Em segundo lugar, como escreve Massimo Introvigne, "o problema não é o celibato (...). No mesmo período em que uma centena de sacerdotes católicos eram condenados por abusos sexuais de menores, o número de professores de educação física e de treinadores de equipas desportivas jovens, também quase todos casados, considerados culpados do mesmo delito nos tribunais americanos atingia os seis mil. Os exemplos podem multiplicar-se, e não só nos Estados Unidos. E o principal dado a ter em conta, de acordo com os relatórios periódicos do governo americano, é o de que dois terços dos abusos sexuais a menores não são feitos por estranhos, ou por educadores – incluindo os sacerdotes católicos e os pastores protestantes –, mas por membros da família: padrastos, tios, primos, irmãos e pelos próprios pais." O problema, portanto, não é o celibato, mas sim a falta dele, já que a tendência para os abusos de menores é muito maior em quem tem vida sexual activa do que em quem é celibatário.

Em terceiro lugar, continuando com Massimo Introvigne, "80% dos pedófilos são homossexuais, são homens que abusam de outros homens. E – voltando a citar Philip Jenkins – 90% dos sacerdotes católicos condenados por abusos sexuais de menores e pedofilia são homossexuais.
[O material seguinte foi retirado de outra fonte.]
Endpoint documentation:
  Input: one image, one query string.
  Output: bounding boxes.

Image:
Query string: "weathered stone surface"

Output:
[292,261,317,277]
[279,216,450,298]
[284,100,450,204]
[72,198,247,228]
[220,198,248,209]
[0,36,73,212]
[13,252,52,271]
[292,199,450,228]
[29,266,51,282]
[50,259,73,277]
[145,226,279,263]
Se a Igreja Católica tem efectivamente um problema, não é o do celibato, mas o de uma certa tolerância da homossexualidade nos seminários, que teve particular incidência nos anos 70, a época em que foi ordenada a grande maioria dos sacerdotes que foram posteriormente condenados por abusos."


A atitude do Papa Bento XVI acabará por produzir frutos: "existe uma vontade real de erradicar o problema [da pedofilia do seio da Igreja]. Dói, como quando se cura uma infecção, mas o resultado só pode ser positivo. Para as pessoas sérias, essa é a notícia".

13.3.10

Pedofilia

Um só caso de pedofilia é uma tragédia. É dos actos mais repugnantes e baixos aos quais pode chegar a miséria humana. Seja quem for que cometa um acto de pedofilia, merece a mais viva condenação de todos, e deve ser impedido de estar em condições de repetir actos dessa natureza.

A Igreja, desde sempre, e cada vez mais nos últimos tempos, tem repetido aquilo que defende: que qualquer acto de abuso de uma criança é um pecado que brada aos Céus e que, portanto, nunca pode ser permitido em qualquer circunstância, seja por quem seja. Fruto disso, os crimes relativos a actos de pedofilia por parte de membros da Igreja, sejam eles clérigos, religiosos ou leigos, sempre foram punidos com penas muito severas, na consciência que os mais fracos, ou seja, as crianças, devem ser sempre protegidas e defendidas.

Em tempos não muito longínquos na vida da Igreja, dá-se agora conta que essa legislação (que sempre existiu) não foi aplicada como deveria ter sido, e isso deve-se a vários factores: por um lado, um certo receio da autoridade eclesiástica em investigar a fundo os possíveis casos de abusos entre crianças e de agir com medidas preventivas e, se os factos se comprovassem, com medidas coactivas; por outro lado, um erróneo entendimento sobre a necessidade e o valor das penas canónicas; por fim, a tentação de abafar possíveis casos de pedofilia cometidos por membros do clero pode, nalguns momentos, ter sido maior do que a absoluta necessidade de defender as crianças.